If gender identity is not objective, then the project of redefining terms like “woman” or “man” is misguided. Rather than saying that a biological female can be a “transgender man” who can become pregnant, such a person would more correctly be referred to as a woman who chooses to adopt some of the aspects of the gender role usually assumed by men in a particular society (although hormones and surgery can go a long way toward changing an individual’s biological sex, and at some point it would be correct to use the language associated with the new gender).

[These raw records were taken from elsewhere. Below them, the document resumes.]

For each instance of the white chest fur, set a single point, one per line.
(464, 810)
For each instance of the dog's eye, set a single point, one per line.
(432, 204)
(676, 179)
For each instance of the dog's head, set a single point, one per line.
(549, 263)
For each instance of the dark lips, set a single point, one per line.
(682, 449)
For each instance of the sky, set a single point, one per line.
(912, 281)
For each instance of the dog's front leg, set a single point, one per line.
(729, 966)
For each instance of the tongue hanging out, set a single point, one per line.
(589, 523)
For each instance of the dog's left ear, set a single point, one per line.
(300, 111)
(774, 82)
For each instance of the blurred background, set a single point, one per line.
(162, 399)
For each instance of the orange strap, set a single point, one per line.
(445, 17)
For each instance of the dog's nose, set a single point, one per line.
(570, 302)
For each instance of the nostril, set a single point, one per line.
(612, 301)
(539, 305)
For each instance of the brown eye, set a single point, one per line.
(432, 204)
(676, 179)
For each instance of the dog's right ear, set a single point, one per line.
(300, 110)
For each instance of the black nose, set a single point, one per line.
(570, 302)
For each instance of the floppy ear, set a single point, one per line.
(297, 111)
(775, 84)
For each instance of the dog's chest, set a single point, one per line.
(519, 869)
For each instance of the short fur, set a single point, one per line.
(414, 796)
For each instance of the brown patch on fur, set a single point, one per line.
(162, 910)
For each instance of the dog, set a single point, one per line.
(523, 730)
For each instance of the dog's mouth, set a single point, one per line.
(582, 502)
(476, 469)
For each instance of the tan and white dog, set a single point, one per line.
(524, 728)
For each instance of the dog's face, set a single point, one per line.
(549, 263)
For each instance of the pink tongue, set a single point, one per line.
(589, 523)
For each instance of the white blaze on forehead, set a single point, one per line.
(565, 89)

I do think that there are some individuals who are gender-dysphoric to a degree that transitioning to a different gender, even including medical intervention, is the best course to ensure that they can live a fulfilling life. But I would understand this as a person changing their biological characteristics, to the extent possible, to make it possible for them to play a different gender role in society. I would not say that this person’s situation implies that the definition of “man” and “woman” needs to change.
The question becomes to what extent society should change in order to accommodate gender-dysphoric individuals. And here I think that the position of the transgenderists is wildly exaggerated. I suspect that the number of truly gender-dysphoric individuals is smaller than the number of biological women who would be very unhappy if women’s sports were allowed to disappear as a separate category as a result of being dominated by transgendered athletes.
Particularly in the case of children, who often play with the idea of having a different gender with greater or lesser degrees of seriousness, the assumption of transgenderism and the rush to begin living a new gender role – and even more so, to intervene medically – is dangerous.
The idea that it is a civil or human right to define one’s gender, and that violation of that “right” – for example, by using the wrong pronoun – is equivalent to racial or sex-based discrimination, even violence, can’t be justified logically. Further, the social approbation, sanctions, and even legal action taken against those who do not automatically accept an individual’s pronouncement of gender are destructive to society.
The idea of a “real” gender detectable only by introspection and unverifiable by public, objective criteria, is a logically and scientifically unsound fad. Using it to justify social, medical, and legal decisions is logically wrong, and unjust and dangerous as well.